Un article du Sydney Morning Herald daté du 16 août nous apprend que le prix de 1,4 MA$ attendu sur cette oeuvre n'est pas élevé si l'on considère les résultats récents aux enchères concernant cet artiste.
Effectivement, en consultant Artvalue, on voit que la cote de Brack a brusquement monté, le 11 avril 2006, lorsque Sotheby's a vendu un tableau à Melbourne pour 3,1 MA$. J'ai montré à plusieurs reprises comment Sotheby's obtient des prix importants sur les oeuvres d'art moderne que cette maison de ventes considère comme des chefs d'oeuvre d'un artiste. Dans ce cas de 2006, l'estimation de 1,5 MA$, qui a donc été doublée, représentait déjà à elle seule largement le plus haut prix pour l'artiste.

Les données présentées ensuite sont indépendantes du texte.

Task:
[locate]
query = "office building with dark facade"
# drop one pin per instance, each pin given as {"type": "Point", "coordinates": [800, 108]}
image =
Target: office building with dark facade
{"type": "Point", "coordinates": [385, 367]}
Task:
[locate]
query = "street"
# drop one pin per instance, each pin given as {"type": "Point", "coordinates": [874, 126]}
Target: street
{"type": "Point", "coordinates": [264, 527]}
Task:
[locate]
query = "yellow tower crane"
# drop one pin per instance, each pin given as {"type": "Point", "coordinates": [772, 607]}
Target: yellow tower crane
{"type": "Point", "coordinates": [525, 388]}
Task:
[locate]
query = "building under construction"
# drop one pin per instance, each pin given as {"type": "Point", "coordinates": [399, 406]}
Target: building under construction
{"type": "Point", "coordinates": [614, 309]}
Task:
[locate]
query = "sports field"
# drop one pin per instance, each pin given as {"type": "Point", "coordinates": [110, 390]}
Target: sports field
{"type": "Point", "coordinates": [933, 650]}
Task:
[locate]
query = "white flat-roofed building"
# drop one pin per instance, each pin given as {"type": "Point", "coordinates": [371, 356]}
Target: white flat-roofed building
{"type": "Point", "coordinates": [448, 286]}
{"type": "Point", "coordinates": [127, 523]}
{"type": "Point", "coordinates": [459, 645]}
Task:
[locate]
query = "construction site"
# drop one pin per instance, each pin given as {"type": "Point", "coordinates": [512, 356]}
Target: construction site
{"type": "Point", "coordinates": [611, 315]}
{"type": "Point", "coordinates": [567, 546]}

En 2007, quatre résultats millionnaires en dollars Australiens ont été enregistrés, dont l'un a légèrement dépassé le montant de 2006. Le Sydney Morning Herald considère que ce dernier prix, à 3,3 MA$ chez Sotheby's, représente la plus forte enchère pour une peinture Australienne. Il est donc difficile de vouloir comprendre le marché mondial et d'ignorer John Brack.
Le sujet de The Boucher Nude est une femme nue ressemblant à une ménagère, allongée sur le ventre, jambes en l'air, sur un canapé localisé dans un salon en banlieue. Supposons qu'en 1957 ce sujet pouvait paraître extraordinaire. Là où vient l'art, c'est que le sujet et les couleurs, avec une peau agressivement jaune, sont volontairement incongrus. Elle a les omoplates saillantes et l'air revêche.
Un double nu d'inspiration très semblable, beaucoup plus grand mais aussi beaucoup plus récent, a été vendu 1,3 MA$ par Deutscher-Menzies le 5 décembre 2007 à Sydney.